How to structure memory management and JSON parsing

Hello friends of Zig,
I’m toying with Zig trying to implement Gossip Glomers. I’ve managed to implement the JSON parsing using std.json but I’m unsure how to structure memory management around it. Maybe my overall approach is wrong, so I’d be happy to hear feedback on this.

The first challenge was that the protocol in maelstrom creates messages like this:

{"src":"n1",  dst:"c2", "body": { "type": "init", ...}}

You’ll notice that the body has a type field and the structure of the body depends on that type. So I’ve created a RawMessage type:

pub const RawMsg: type = struct {
    src: []u8,
    dst: []u8,
    body: std.json.Value,
}

I can then extract the type via the body field, and parse conditionally. That’s fine, if not a bit verbose. Is there a nicer way to do this?

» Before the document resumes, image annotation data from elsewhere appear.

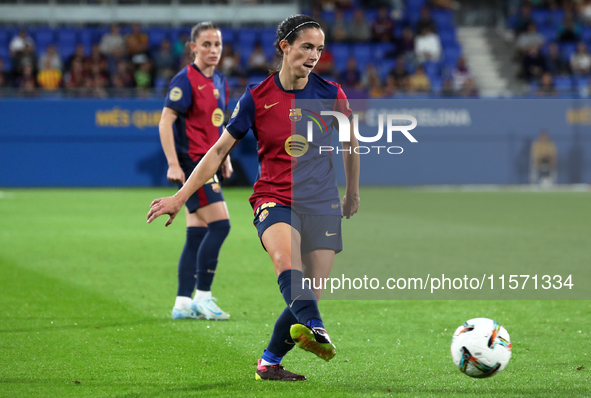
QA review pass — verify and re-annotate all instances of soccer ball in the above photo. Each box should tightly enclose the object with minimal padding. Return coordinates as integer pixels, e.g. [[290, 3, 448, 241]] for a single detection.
[[451, 318, 511, 378]]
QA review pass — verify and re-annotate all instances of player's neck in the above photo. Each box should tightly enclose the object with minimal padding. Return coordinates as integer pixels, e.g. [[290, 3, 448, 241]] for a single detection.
[[279, 68, 308, 91], [194, 59, 215, 77]]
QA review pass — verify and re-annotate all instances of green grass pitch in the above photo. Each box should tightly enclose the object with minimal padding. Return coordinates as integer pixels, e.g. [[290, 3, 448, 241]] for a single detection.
[[0, 189, 591, 397]]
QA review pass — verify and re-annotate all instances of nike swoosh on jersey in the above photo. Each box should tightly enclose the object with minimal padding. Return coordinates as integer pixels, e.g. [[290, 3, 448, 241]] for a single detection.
[[289, 294, 302, 308], [265, 102, 279, 109]]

What I’m struggling with now is memory management. I’m using std.json.parseFromValue with an allocator to create structs of the type specific messages. I’ve placed all this in a method:

    pub fn msgBody(self: *const @This(), allocator: std.mem.Allocator) !MsgBody {
        switch (try self.msgType()) {
            MsgType.Init => {
                const parsedBody: Parsed(...) = try std.json.parseFromValue(T: InitMsg, allocator: allocator, source: self.body, options: .{});
                defer parsedBody.deinit();

                return .{
                    .Init: InitMsg = parsedBody.value,
                };
            },
            MsgType.Echo => {...},
        }
    }

You can probably already spot the bug; at the end of the scope the parsed message is deallocated via defer parsedBody.deinit(). I see two ways of dealing with this:

  • copy the parsed body
  • defer allocation

Copying the parsed body seemed obvious but recursively cloning structs is a pain. Maybe I’m missing a useful std lib method to do that? But it was annoying enough that I thought about the second option: delegate the deallocation to the caller by adding a deinit method on the MsgBody, but I don’t see how to do that short of holding parsedBody in MsgBody. Is there a better way? Am I thinking completely wrong about this?

1 Like

Hi Welcome to ziggit, I think if you want to have a simpler experience, using the leaky variants with your own arena, and manage memory via the arena would be a good way to achieve what you are trying to do. :slight_smile:

1 Like

Thanks for the welcome. :slight_smile:

Oh, that’s what the leaky variant is for? That’s a great idea! I’d have an arena allocator per parsed message and just clean it up at then end! I’ll give that a try, thank you!

If I needed the parsed struct outside of the message processing cycle, is there a better way to copy structs recursive?

1 Like

Your welcome, so from the doc-comment.

/// Parses the json document from `s` and returns the result.
/// Allocations made during this operation are not carefully tracked and may not be possible to individually clean up.
/// It is recommended to use a `std.heap.ArenaAllocator` or similar.
pub fn parseFromSliceLeaky(
    comptime T: type,
    allocator: Allocator,
    s: []const u8,
    options: ParseOptions,
) ParseError(Scanner)!T {
    var scanner = Scanner.initCompleteInput(allocator, s);
    defer scanner.deinit();

    return parseFromTokenSourceLeaky(T, allocator, &scanner, options);
}

Like this function (which I know is not the one you are using, but the meaning behind the leaky suffix is the same, meaning, the “Leaky” variants, don’t track memory for you, you are supposed to either leak memory (plz don’t ahah), or pass it an arena allocator, and batch free it.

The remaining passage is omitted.